There are of course less familiar elements which can generate a resistance in the viewer which needs to be overcome. Colour and its absence, for example. We have become so habituated to the use of colour as a guide to emotion that we feel its absence. But Ming’s use of tones of ink can actually convey colour elements. When the eye has had time to adapt to ink tones, and when the firm blacks, pale creamy greys, greenish mid grays and slate-blue ink strokes in his different works are seen side by side in an exhibition, they bring a subtlety of expression which is all the more appreciated for the initial effort required to read it.

These ink tones are also enhanced by the sharp red forms of the seals he painstakingly carves, which highlight the black or the white of those works which are predominantly at tonal extremes. These seals also create their own patterns and structures, whether used symmetrically (i.e. according to structure of the work),  or spontaneously (i.e. essentially according to the spirit of the artist). Finally, the red and the forms help integrate the elements of his works, whether sharply contrasted tonally or not. They may bring a focal point to an ‘empty’ Buddhist sutra, or create a point of merger and exchange between a black and a white area of a painting, or create a line of symmetry between the ideographs of his mirror script.
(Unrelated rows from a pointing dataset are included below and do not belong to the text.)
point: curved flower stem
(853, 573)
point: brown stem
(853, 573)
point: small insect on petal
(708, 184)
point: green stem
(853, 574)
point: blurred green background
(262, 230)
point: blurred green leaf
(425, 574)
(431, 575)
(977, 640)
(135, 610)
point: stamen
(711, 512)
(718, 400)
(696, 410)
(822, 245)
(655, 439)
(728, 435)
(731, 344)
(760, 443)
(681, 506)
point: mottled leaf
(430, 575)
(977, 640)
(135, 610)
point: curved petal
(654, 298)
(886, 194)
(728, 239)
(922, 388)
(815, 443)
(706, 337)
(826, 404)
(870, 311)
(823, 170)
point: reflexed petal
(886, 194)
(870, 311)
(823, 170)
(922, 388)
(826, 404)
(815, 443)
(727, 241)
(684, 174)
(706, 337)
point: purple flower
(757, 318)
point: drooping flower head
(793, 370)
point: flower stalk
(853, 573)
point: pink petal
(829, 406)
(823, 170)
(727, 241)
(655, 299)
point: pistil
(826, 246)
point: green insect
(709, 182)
The effect of all this is to challenge the viewer, especially the Western viewer. Calligraphy is both artistically and literally an unfamiliar language in the Western world. With its strong literary element, it often intimidates the non-Chinese, who may feel an initial awkwardness: they ‘see’ a calligraphic story but do not understand it. But all viewers of his work need to recall the words of Alfred H. Barr, the first Director of MoMA, New York, commenting on the Abstract Expressionists in April 1958: “these painters…do nothing deliberately in their work to make ‘communication’ easy. Yet in spite of their intransigence, their following increases, largely because the paintings themselves have a sensuous, emotional, aesthetic and at times an almost overwhelming mystical power which works and can be overwhelming”. We need to work a little for our rewards.

So the plus side of the difficulty of work which is traditional in outer form but revolutionary in inner spirit, is the pleasure of art that does not shout at you, the novelty of ideas that are precisely not Pop-novel or Shock-novel. (No tired Marilyns; no bisected calves to jolt us into paying attention). We luxuriate in a symbiotic not confrontational relationship between the viewer and the artist – and with the culture of the past… We gain the opportunity to reflect, instead of being spoonfed images so famous that we‘re deprived of the chance to consider reactions which are truly our own.
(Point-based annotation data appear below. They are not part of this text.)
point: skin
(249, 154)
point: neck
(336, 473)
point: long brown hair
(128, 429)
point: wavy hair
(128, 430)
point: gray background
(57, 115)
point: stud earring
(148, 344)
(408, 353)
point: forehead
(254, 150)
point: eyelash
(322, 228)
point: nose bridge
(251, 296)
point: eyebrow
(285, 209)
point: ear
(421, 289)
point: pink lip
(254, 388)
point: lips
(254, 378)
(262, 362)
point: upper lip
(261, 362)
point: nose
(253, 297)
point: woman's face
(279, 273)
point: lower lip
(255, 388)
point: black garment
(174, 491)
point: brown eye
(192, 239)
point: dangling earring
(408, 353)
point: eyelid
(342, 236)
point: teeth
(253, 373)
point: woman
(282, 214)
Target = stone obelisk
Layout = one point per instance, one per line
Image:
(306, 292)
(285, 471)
This is how Fung Ming Chip uses tradition, as Joyce used it, with the joy of artistic subversion. He tells us that something new is happening, historically unique, unavoidable and un-reproduceable: for China will only ‘modernise’ once. As with Western art at previous major junctures, this transition has a ‘never again’ quality. Never again will there be artists so clearly on the cusp of history, reflecting their country’s move from introverted traditionalism to engagement with the world – but for once doing so on terms dictated by China’s own cultural history. With Fung we experience this change at the heart of Chinese culture, expressed by somebody who understands it from the inside, and respects it.

That alone is enough to make Fung Ming Chip a major artist. The sincerity, energy, innovation, and sheer depth of his work make him even more special, whether it is our eyes, our minds, or our hearts that appreciate him.